In The Woods

By Tana French

Book cover: In The WoodsI really liked this book: it has a plot that I couldn’t anticipate and building suspense that I couldn’t put down, and the characters are where it really shines. The narrating detective’s female partner, especially, is tough, smart, and likable, and that’s a lot less common than it should be. My favorite passages of the book just follow the various officers working through the minutiae of the investigation. However, there were a couple of issues that kept me from loving it:

First, a pet peeve: I just hate foreshadowing. I know that is an important writing device for building suspense, but I hate it when the narrator says stuff like, “if only I knew then where this would all lead” or “at the time I was so sure I was right.” I just hate it, and this book was chock full of it. I will say that French put it to better service in this novel than I’ve seen in used before, but it still didn’t make me like it. I prefer to advance through the story at the same time as the narrator, and see missteps retroactively as well.

Second, from the very beginning, even on the back cover blurb (so this isn’t a spoiler; the full plot spoiler follows below the cut), it is known that the narrating detective’s past is related to this new crime. Though the book primarily focuses on the present-day murder, the cold case, with the same setting and similar victims, runs as a parallel undercurrent. Our narrator knows he shouldn’t be working this case, but he is obsessed and becomes increasingly unbalanced throughout the book. French does a very good job of subtly depicting his unraveling mentality, and I gradually began losing patience with his growing belligerence and incompetence and all-encompassing self-involvement.

So, I found the actual reading of the book a bit more a chore than I like in my for-fun books, but the twist ending (which I couldn’t even guess at) made it all worth-while, and I want to bring it up because I want to gasp over it with other readers, specifically Kinsey, who recommended it to me and mentions the second and fourth in the series here.

WARNING: I’m seriously spoiling the entire mystery in the following paragraph. Pet peeves aside, I really do recommend this book if you like the grittier-type murder mysteries and suspense, and if you haven’t already read it, you should check it out without my spoiler. Continue reading

Femme Fatales: Femme and A Dame To Kill For

Femme

By Bill Pronzini

Book Cover: FemmeAh, Bill Pronzini. You were one of my early introductions to pulp mysteries, and I have a lot of left-over affection for you, but I’m afraid I may have outgrown your nameless detective.

I hadn’t read a Bill Pronzini novel in at least 15 years, but I ran across this very short novella in the new releases shelf at the library and picked it up, as I do love a femme fatale! I also had very fond memories of Pronzini’s nameless detective series from high school; they are somewhat run-of-the-mill novels, but are told in first person by a detective who is never named (I was also at the time watching Clint Eastwood’s “The Man with No Name” series, so it was a bit of a theme).

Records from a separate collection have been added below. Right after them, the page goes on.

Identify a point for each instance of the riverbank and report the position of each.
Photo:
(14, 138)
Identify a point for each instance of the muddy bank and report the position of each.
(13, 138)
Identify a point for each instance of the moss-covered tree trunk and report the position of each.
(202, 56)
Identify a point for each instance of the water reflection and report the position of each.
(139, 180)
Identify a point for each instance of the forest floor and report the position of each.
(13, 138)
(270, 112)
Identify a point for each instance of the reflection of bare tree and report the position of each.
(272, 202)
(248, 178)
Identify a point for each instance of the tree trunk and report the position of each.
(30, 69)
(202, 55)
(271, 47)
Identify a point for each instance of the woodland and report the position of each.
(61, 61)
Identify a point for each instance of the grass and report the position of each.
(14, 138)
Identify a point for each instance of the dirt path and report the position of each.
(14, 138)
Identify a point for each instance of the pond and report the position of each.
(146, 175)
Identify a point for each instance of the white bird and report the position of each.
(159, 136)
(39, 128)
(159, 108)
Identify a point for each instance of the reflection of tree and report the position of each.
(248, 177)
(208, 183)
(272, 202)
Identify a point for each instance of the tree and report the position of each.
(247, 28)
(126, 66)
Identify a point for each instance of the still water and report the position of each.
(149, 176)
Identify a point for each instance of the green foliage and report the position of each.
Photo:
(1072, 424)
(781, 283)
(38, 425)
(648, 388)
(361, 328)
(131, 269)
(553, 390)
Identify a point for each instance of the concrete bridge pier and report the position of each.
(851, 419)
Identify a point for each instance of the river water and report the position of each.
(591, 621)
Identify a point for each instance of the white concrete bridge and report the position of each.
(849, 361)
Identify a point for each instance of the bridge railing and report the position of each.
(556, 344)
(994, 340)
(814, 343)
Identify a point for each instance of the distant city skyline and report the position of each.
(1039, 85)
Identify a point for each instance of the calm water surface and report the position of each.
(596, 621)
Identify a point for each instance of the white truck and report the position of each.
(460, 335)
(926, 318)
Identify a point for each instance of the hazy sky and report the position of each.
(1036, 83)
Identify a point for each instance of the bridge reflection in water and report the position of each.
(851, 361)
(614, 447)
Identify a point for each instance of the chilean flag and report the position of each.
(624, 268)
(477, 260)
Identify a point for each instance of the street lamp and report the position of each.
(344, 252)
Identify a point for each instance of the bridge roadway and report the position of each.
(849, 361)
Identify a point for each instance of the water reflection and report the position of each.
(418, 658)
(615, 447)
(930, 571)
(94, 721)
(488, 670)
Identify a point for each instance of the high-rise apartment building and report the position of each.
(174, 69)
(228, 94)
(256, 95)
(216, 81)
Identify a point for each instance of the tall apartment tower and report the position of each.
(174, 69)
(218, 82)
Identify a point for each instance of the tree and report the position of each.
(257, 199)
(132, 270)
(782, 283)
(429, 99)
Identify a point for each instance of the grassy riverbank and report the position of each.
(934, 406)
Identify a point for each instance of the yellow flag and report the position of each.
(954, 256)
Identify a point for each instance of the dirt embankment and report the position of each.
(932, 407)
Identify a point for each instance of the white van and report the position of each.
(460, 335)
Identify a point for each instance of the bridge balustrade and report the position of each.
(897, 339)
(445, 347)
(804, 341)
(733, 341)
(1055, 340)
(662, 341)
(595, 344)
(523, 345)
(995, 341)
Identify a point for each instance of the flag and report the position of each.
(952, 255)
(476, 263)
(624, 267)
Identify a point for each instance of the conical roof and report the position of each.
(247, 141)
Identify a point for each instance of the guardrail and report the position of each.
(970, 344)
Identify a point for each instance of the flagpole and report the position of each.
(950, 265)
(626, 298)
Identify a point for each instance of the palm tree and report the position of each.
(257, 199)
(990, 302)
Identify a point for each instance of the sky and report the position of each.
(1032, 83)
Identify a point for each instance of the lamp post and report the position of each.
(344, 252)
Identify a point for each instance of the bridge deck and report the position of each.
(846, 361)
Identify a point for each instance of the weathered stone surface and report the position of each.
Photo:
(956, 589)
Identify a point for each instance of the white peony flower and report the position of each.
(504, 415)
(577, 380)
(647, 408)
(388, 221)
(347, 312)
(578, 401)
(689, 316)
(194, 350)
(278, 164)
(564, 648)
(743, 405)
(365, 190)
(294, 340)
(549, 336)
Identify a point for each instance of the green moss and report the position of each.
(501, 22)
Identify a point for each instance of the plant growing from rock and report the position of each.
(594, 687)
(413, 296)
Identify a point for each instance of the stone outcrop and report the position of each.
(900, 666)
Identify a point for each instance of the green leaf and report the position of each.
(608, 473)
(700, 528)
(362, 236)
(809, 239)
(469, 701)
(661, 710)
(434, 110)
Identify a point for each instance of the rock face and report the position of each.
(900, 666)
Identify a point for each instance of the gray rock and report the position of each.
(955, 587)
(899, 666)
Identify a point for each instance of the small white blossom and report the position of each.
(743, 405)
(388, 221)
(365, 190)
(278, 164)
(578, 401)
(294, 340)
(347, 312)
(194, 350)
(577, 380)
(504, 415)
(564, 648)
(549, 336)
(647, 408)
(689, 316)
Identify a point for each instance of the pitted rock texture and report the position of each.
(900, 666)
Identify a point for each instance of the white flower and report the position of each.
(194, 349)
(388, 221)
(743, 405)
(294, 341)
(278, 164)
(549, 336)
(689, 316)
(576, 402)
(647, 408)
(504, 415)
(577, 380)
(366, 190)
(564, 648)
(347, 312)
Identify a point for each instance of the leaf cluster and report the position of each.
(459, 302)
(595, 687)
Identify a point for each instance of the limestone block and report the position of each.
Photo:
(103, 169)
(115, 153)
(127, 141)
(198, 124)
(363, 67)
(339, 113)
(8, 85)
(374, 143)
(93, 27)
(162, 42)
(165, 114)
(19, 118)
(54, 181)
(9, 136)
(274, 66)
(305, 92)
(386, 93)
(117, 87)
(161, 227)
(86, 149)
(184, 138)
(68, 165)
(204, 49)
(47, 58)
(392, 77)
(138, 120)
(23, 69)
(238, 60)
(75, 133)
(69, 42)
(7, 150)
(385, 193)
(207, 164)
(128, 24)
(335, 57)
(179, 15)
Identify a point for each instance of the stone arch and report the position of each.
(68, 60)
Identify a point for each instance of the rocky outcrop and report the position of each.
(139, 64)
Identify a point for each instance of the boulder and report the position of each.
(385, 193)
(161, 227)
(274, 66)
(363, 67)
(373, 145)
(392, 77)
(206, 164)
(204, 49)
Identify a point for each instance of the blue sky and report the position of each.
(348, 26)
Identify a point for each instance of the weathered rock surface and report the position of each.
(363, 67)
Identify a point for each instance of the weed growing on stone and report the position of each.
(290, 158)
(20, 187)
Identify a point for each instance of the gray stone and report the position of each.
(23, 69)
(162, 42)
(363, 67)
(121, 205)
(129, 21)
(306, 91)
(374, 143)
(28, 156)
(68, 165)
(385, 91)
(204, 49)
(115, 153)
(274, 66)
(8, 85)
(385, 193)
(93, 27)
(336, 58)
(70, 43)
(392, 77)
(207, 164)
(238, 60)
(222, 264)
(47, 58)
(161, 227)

I read Femme in the space of one delayed flight, so probably over 3 hours total, and it was the fluffiest of fluff. I have a bit of a problem with novellas, actually. Whereas authors seem to put extra effort into short stories to be concise and compact as independent entities, novellas have a tendency to just come off as reading like general outlines for a future novel, and this one was no exception.

The plot, characters, and setting were quite generic, which is especially problematic when it comes to a femme fatale. A woman who uses her very femininity to lure men to death and destruction really needs to stand out. This particular femme seemed no different than the average murderess on any given Law & Order episode. I get that it is more difficult to make violence stand out in this modern age, but that’s what makes writing a femme fatale such a challenge.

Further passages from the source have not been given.